Mikve’s centrality
Regarding “Free the Mikve!” (Editorial, February 19), I feel my security here in Israel is at stake – more than from any terrorist attack. The mikve laws underpin the Jewish family unit, and the family unit is the basis of the Jewish nation.
My husband and I made aliya 25 years ago because we felt the need to be a part of ensuring the nation of Israel’s survival in its homeland. Our survival here depends on our faithfulness to God’s Torah. This is a basic Jewish belief.
The mikve, possibly more than any other mitzva, is based on ne’emanut (faithfulness). The husband has to depend on his wife’s word. The woman has to depend on the mikve being kosher, and on the balanit (attendant) doing her job faithfully. The balanit has to depend on the woman’s word that she has made the proper checks before immersing in the mikve.
Our continuity as Jews depends on this. In fact, it is well known that if a community can build only one communal institution, it must be a mikve, which is perhaps the ultimate symbol of our faithfulness. It can serve no other agenda.
I tremble when I send my sons to our army – and my prayer is that we may merit God’s protection. We have a brit (agreement) with Him. We cannot forget that it is a two-way brit.
We have to serve God and not ourselves, at least when it comes to the mikve.
JANINE BLOCH
Ra’anana
Your editorial makes the point of linking Orthodoxy with coercion and lack of innovation – in short, being undemocratic and unfair.

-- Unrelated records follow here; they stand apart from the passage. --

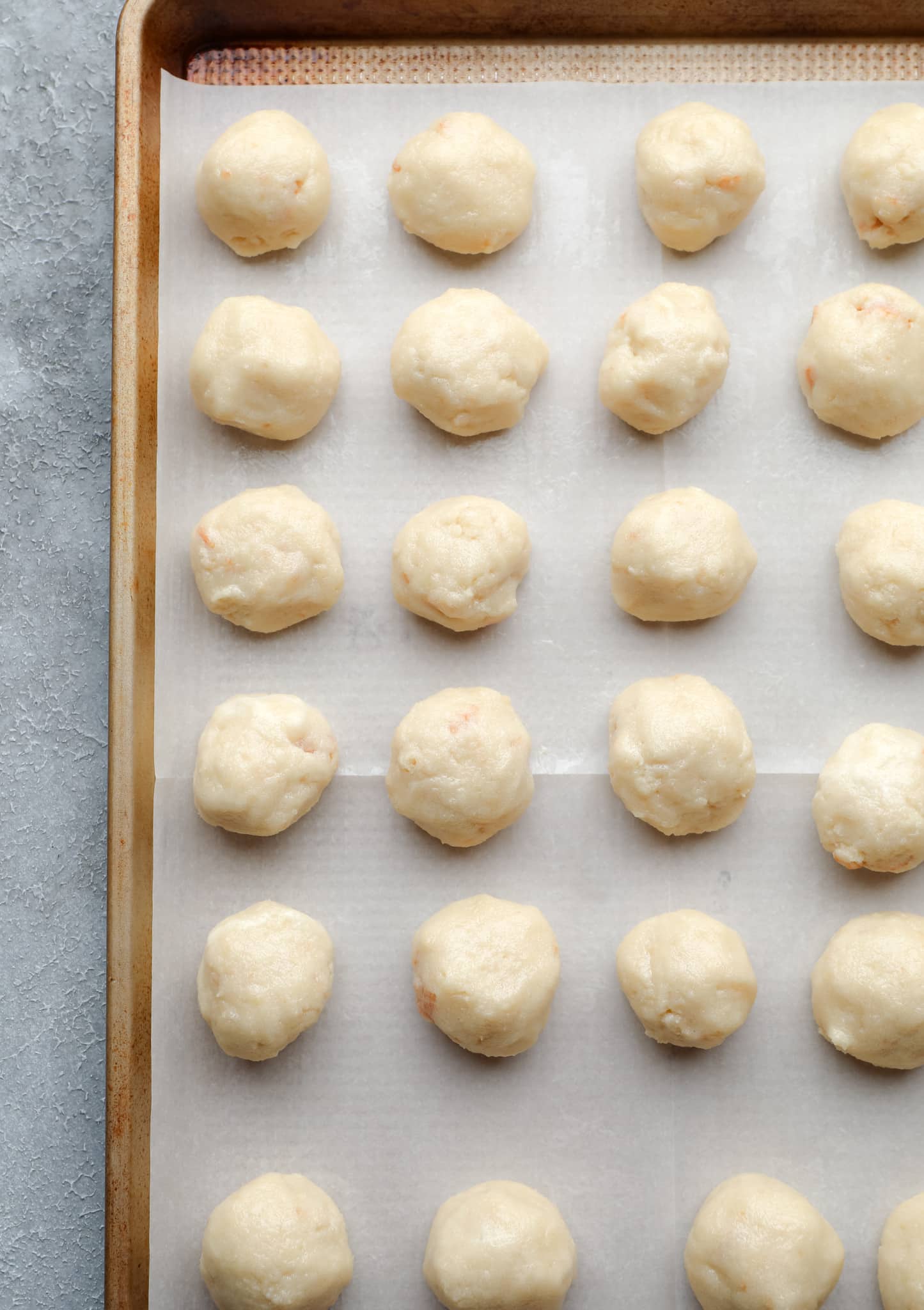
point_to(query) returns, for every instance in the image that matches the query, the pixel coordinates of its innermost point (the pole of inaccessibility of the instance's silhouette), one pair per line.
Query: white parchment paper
(373, 1105)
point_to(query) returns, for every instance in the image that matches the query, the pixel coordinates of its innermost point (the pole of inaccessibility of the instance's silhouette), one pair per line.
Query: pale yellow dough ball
(680, 556)
(467, 362)
(499, 1246)
(870, 803)
(262, 762)
(486, 972)
(868, 990)
(861, 363)
(267, 558)
(757, 1243)
(680, 755)
(882, 177)
(902, 1257)
(276, 1243)
(265, 977)
(460, 766)
(460, 562)
(698, 173)
(881, 558)
(465, 185)
(265, 184)
(265, 368)
(687, 977)
(665, 358)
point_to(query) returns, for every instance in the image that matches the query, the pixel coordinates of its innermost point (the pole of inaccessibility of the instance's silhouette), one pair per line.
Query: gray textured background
(57, 61)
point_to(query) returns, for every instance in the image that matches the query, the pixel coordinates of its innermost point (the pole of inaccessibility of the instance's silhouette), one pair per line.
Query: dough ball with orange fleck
(267, 558)
(485, 972)
(882, 177)
(861, 363)
(698, 172)
(265, 368)
(265, 184)
(262, 762)
(460, 562)
(465, 185)
(460, 766)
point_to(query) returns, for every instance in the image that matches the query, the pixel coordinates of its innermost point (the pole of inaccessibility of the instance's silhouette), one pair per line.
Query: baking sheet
(375, 1105)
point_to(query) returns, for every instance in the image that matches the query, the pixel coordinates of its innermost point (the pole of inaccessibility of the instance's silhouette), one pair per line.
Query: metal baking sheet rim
(155, 35)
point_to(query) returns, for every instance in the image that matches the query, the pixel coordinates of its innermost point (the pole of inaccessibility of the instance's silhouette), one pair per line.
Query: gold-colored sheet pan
(262, 42)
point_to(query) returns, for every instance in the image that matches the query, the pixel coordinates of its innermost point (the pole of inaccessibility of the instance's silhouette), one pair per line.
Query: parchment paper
(375, 1105)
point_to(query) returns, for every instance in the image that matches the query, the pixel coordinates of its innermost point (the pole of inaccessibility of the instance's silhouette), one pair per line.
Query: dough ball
(868, 991)
(263, 367)
(758, 1245)
(902, 1257)
(861, 365)
(680, 755)
(460, 766)
(687, 977)
(265, 976)
(698, 172)
(267, 558)
(680, 556)
(665, 358)
(499, 1246)
(882, 177)
(870, 803)
(276, 1243)
(265, 184)
(881, 558)
(467, 362)
(262, 762)
(464, 185)
(460, 562)
(485, 972)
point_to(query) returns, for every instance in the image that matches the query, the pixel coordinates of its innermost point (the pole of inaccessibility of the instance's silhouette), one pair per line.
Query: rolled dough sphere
(882, 177)
(460, 562)
(262, 762)
(680, 755)
(665, 358)
(902, 1257)
(460, 766)
(276, 1243)
(881, 558)
(868, 990)
(861, 365)
(265, 368)
(687, 977)
(870, 803)
(758, 1245)
(467, 362)
(485, 972)
(267, 558)
(265, 977)
(698, 172)
(265, 184)
(681, 556)
(465, 185)
(499, 1246)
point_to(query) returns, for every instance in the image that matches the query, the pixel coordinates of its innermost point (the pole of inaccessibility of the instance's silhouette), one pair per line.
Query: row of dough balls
(680, 759)
(465, 184)
(467, 362)
(281, 1243)
(486, 972)
(270, 557)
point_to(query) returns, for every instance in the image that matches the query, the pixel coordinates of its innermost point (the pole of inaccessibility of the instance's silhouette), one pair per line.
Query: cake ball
(265, 184)
(465, 185)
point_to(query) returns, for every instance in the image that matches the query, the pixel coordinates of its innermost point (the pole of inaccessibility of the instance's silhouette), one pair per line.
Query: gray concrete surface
(57, 62)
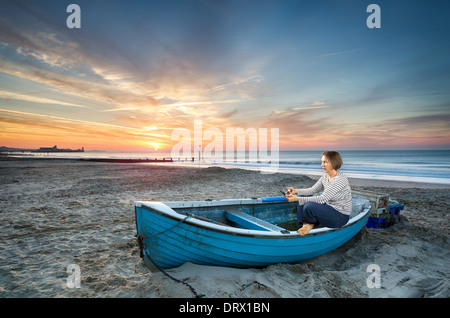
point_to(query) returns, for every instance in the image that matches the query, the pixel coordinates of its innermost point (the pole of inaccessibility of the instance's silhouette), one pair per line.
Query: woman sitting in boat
(331, 208)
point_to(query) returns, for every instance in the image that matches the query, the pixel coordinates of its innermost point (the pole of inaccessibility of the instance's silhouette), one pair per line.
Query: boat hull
(169, 239)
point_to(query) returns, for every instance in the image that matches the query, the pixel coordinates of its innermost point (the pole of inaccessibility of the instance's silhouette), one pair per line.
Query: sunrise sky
(137, 70)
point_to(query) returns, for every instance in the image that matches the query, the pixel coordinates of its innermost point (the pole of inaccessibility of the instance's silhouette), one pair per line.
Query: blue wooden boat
(233, 233)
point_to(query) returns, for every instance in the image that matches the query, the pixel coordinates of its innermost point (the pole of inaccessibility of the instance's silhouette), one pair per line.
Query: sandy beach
(55, 213)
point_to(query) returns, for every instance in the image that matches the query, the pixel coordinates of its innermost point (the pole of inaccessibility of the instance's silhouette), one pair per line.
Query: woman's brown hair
(334, 158)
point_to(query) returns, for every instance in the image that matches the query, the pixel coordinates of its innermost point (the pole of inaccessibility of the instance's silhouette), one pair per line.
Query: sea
(428, 166)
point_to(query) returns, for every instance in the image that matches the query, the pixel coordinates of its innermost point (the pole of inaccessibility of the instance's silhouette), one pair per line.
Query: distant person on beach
(331, 208)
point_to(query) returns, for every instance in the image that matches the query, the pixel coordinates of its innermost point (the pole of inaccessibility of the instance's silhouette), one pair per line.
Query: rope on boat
(171, 227)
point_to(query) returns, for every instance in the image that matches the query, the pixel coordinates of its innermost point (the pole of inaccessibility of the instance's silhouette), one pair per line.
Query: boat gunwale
(174, 215)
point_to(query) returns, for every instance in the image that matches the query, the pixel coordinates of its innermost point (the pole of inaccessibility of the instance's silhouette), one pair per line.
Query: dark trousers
(314, 213)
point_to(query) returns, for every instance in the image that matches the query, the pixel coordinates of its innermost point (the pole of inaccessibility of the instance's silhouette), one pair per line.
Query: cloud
(34, 99)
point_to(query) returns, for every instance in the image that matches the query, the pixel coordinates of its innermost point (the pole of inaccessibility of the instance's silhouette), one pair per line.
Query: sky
(136, 71)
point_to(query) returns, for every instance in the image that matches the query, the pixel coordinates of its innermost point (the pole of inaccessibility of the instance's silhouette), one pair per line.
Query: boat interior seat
(250, 222)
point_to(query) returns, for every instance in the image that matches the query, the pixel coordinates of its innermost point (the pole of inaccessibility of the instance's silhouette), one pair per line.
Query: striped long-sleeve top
(336, 193)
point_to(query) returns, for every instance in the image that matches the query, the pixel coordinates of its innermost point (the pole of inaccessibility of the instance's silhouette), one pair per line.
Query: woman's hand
(291, 190)
(291, 197)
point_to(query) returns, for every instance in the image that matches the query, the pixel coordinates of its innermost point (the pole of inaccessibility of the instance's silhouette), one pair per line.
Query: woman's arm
(317, 187)
(329, 192)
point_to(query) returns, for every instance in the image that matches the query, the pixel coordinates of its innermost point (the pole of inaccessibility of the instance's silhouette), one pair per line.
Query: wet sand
(54, 213)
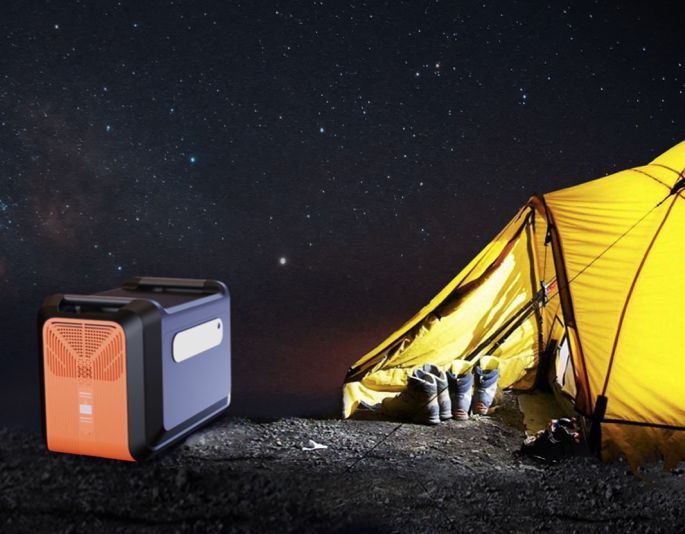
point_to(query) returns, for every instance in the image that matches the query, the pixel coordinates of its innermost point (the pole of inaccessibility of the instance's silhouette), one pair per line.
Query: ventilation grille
(84, 351)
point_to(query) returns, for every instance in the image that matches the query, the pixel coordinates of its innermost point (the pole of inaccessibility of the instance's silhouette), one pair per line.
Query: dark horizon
(334, 165)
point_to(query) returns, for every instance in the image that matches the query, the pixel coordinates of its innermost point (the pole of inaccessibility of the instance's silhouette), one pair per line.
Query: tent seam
(630, 294)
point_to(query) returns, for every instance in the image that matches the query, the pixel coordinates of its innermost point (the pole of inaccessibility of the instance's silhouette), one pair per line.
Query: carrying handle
(139, 283)
(92, 301)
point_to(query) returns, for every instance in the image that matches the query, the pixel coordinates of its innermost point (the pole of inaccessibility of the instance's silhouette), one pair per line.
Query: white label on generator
(197, 339)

There seems to be a basic mistake or misunderstanding. Democracy and freedom must allow free religious practice, but they cannot determine what is and what is not religious practice. Religion is a set of God-given rules that one can accept or reject, but they are not changed by coercive pressures.
Enough is enough.
YITZCHOK ELEFANT
Dimona
The writer is chief rabbi of Dimona.